I suspect DGS stands for the above..... 

Any other ideas?


----------



## 112425 (May 19, 2008)

Well I am very disappointed with you lot, you have little faith. Rapide561 a Romahome indeed, I wouldn’t be seen dead in such a vehicle let alone get 5 adults and a full load to Spain and back, you accuse me of scepticism? Spacerunner Scandinavia is much cooler the air is more dense giving even better MPG.
My given MPH is an average from fill to fill. My worst ever was 38mpg and best 46mpg average on one tank full. I keep all this data on a spread sheet if you are interested.
I don’t have a sail or run on snake oil, I use standard Asda diesel. No tongue in cheek or bull s--- Chris.
I will put hand on heart and say that everything that I’ve said is the truth the hole and nothing but the truth in fact I could have said a whole lot more about the benefits of the last two years. 
Although the unit has come down a bit in price since I purchased mine, I know that when I give you the details, you will all say “HOW MUCH DID YOU PAY FOR THAT” believe me it is worth every penny and more. I get nightmares just thinking about 300 miles before you have to start looking for a filling point again. 
No I am not an agent and make no gain from any units sold.
As a none subscriber I will use my last free most later today giving you the manufacturer and UK supplier details, but sit down before reading the cost. 
DSG


----------



## Rapide561 (Oct 1, 2005)

*MPG*

It looks like you have 5 posts already.

I am guessing on a system like that fitted by ECO bus and coach.

Russell

If you can't post DSG, email me.


----------



## mark_2cv (Sep 13, 2006)

I think I read about this for free on OAL 8)


----------



## richardsnow (Dec 9, 2007)

DGS said:


> Well I am very disappointed with you lot, you have little faith. Rapide561 a Romahome indeed, I wouldn't be seen dead in such a vehicle let alone get 5 adults and a full load to Spain and back, you accuse me of scepticism? Spacerunner Scandinavia is much cooler the air is more dense giving even better MPG.
> My given MPH is an average from fill to fill. My worst ever was 38mpg and best 46mpg average on one tank full. I keep all this data on a spread sheet if you are interested.
> I don't have a sail or run on snake oil, I use standard Asda diesel. No tongue in cheek or bull s--- Chris.
> I will put hand on heart and say that everything that I've said is the truth the hole and nothing but the truth in fact I could have said a whole lot more about the benefits of the last two years.
> ...


Originally I said "Are you going to share your secret fully?" It is a shame you didn't at the outset? Perhaps you will, but you must forgive us sceptics for wondering if what you say is really achievable as there are so many false claims intended to take in gullible people and relieve them of their cash! I await you post with interest. By the way the £10 fee is well worth it!


----------



## 97734 (Feb 16, 2006)

Go on DGS stop being a poseur salesman and share the magic "secret" with us mere plebs!!! Otherwise have sex and travel


----------



## androidGB (May 26, 2005)

So the power has almost doubled, yet you are using only just over half as much fuel, I feel a rewrite of the first law of thermodynamics is called for  

Andrew


----------



## loddy (Feb 12, 2007)

Don't encourage him

Loddy


----------



## DTPCHEMICALS (Jul 24, 2006)

hurry up DGS we are all getting p doff .
I want a shower and watch footy that was recorded earlier.
I spend over £100 per week on diesel and would love to save money.

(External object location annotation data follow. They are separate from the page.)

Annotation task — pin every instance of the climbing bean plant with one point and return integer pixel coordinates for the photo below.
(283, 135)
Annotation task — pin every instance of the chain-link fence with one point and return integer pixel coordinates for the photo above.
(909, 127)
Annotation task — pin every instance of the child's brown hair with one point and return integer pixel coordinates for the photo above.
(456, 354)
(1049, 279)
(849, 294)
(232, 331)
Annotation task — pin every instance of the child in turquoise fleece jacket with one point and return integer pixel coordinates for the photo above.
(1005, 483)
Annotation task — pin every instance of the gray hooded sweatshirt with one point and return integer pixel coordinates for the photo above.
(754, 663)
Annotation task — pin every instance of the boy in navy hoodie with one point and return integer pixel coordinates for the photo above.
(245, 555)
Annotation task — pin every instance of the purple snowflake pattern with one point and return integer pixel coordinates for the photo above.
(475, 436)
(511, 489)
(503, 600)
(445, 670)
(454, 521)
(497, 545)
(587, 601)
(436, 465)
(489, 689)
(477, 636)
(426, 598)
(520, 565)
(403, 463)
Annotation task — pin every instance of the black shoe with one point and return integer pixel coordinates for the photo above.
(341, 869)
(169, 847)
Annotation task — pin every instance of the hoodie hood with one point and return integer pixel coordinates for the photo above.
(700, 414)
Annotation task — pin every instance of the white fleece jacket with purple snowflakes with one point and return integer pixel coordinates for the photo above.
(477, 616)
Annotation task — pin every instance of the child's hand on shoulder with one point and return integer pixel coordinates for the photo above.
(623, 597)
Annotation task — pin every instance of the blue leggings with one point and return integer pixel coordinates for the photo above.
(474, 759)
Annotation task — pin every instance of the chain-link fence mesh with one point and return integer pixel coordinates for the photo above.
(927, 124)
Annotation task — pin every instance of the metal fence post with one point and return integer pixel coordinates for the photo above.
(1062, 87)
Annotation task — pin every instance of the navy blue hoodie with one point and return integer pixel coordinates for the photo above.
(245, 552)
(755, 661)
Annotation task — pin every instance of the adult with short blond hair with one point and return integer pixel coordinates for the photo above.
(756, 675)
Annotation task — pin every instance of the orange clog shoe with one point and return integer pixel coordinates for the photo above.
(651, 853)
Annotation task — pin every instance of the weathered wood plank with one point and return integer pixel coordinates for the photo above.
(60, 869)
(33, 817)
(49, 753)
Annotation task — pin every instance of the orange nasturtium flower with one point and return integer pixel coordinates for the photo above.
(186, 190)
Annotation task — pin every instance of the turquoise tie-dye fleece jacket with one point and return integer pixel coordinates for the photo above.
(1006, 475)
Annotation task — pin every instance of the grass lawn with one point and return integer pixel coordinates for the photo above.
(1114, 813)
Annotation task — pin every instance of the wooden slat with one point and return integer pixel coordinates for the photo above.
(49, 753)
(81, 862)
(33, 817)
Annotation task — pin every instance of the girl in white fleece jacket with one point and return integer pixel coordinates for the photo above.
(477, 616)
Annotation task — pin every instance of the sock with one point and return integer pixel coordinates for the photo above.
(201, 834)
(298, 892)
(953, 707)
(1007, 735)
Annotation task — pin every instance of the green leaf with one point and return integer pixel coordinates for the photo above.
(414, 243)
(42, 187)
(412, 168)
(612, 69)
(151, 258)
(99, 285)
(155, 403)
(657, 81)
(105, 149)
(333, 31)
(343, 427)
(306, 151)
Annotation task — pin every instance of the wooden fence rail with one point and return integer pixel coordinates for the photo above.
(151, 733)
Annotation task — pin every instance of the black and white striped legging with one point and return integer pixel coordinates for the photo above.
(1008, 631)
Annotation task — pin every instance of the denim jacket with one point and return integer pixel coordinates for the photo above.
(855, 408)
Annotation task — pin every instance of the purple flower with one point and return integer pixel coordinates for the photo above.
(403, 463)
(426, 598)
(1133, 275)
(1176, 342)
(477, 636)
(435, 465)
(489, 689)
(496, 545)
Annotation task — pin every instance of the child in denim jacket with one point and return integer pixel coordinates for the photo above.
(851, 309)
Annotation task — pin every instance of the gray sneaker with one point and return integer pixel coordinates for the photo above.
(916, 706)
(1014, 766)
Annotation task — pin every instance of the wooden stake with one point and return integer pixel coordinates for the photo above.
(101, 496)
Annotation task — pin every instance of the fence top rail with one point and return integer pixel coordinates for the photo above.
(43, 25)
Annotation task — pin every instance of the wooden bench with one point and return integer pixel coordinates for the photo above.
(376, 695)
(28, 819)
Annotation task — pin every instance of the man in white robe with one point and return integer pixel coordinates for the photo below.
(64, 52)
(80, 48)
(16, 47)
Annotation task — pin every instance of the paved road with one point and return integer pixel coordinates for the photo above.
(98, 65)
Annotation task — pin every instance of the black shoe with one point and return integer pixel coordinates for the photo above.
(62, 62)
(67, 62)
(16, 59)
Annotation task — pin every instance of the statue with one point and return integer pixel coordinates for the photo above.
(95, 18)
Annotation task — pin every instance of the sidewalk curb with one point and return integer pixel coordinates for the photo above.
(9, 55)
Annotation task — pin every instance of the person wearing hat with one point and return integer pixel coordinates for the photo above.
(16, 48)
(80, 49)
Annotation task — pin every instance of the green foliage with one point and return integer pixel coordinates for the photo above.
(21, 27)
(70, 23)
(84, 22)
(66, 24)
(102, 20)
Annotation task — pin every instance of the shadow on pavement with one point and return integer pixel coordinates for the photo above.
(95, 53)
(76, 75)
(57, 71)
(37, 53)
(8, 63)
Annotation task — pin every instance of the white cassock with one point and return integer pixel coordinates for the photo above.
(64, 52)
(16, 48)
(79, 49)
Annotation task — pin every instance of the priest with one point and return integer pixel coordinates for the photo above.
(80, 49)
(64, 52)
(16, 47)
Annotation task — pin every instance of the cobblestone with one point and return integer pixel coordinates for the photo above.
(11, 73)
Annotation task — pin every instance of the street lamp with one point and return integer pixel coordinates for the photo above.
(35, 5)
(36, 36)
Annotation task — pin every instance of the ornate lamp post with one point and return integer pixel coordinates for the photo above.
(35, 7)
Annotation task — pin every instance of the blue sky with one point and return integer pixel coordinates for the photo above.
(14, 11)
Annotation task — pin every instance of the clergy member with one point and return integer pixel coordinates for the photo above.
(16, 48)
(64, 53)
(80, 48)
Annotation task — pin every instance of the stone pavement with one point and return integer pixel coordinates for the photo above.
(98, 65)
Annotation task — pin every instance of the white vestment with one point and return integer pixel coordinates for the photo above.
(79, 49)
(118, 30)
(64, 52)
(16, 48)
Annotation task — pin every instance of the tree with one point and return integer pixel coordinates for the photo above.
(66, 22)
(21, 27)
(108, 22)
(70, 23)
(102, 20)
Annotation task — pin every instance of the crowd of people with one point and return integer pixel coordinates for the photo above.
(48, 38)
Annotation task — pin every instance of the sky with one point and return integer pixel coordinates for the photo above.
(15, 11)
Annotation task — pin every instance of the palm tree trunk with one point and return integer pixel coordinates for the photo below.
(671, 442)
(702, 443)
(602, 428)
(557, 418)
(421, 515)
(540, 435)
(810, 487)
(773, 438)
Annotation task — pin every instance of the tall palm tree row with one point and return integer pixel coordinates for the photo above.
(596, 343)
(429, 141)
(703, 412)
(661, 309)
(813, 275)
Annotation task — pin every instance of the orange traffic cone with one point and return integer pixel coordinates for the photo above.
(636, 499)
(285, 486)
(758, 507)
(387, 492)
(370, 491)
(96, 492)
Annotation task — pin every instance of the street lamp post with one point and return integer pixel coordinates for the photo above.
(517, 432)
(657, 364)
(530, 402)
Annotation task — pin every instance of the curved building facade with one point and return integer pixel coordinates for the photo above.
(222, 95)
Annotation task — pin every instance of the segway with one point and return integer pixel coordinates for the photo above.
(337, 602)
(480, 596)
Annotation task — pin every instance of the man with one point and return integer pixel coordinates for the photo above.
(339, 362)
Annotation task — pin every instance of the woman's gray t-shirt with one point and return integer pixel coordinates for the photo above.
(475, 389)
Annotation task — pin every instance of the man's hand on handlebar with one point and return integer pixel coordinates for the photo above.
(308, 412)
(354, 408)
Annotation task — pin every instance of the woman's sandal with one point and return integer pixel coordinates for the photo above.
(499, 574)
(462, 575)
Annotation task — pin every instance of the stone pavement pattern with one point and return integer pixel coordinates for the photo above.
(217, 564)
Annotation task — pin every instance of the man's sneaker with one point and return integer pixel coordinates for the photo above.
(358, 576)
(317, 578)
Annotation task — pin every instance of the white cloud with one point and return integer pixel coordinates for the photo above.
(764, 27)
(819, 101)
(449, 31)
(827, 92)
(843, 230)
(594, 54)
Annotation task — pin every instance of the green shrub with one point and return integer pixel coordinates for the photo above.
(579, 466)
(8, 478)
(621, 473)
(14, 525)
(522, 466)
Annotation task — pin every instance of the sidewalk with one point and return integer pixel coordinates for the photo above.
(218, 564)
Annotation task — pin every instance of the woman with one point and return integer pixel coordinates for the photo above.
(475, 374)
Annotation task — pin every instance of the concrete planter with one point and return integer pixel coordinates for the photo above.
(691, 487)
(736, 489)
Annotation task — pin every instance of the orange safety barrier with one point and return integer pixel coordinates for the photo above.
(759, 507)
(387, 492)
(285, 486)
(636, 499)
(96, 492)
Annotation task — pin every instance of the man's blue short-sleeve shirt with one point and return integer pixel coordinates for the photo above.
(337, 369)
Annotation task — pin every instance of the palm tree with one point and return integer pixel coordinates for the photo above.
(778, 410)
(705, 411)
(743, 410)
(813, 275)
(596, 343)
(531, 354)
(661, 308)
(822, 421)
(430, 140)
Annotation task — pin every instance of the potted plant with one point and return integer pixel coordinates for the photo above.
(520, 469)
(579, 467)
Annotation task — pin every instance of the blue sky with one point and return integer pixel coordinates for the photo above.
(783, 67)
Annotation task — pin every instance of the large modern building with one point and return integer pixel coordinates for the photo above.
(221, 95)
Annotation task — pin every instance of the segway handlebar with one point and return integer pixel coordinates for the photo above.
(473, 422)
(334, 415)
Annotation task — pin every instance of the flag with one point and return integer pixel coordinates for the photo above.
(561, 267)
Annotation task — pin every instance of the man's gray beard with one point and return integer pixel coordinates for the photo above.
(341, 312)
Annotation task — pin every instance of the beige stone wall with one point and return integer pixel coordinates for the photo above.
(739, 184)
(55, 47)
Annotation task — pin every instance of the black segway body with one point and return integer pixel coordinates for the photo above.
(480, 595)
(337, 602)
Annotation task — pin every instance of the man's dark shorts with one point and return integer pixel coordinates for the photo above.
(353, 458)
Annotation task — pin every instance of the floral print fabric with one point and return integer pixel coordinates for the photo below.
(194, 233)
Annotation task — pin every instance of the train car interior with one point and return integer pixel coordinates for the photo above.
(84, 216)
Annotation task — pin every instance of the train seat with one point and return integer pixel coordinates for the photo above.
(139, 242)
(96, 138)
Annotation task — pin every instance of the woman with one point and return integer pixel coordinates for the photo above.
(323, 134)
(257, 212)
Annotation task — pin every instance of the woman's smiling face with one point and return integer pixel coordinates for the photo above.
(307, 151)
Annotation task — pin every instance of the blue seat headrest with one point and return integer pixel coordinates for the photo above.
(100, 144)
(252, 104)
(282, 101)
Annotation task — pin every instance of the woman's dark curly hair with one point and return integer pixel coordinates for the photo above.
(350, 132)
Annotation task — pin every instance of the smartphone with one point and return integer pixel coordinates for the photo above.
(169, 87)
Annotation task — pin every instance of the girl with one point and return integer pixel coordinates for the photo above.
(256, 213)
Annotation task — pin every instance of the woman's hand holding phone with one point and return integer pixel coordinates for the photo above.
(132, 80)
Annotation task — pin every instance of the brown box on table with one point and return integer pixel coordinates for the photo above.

God moves in mysterious ways. Maybe DGS will reapear as SGD 


DP


----------



## androidGB (May 26, 2005)

loddy said:


> Don't encourage him
> 
> Loddy


I know, I know, A Frames, gas attacks, motorway aires, we just can't stop ourselves. Why don't we just sit on our hands? 

Andrew


----------



## 92859 (May 1, 2005)

*Fuel costs*

Greetings,

I have actually found a way to cut my fuel bills in half...................

.........and I will let you know how!


----------



## javea (Jun 8, 2007)

This topic has gone very quiet, hasn't it?

Wonder if the original post was referring to something like this:- http://www.runyourcarwithwater.com/

I have always believed that if something looks too good to be true is most probably is and I think this one fits the bill!


----------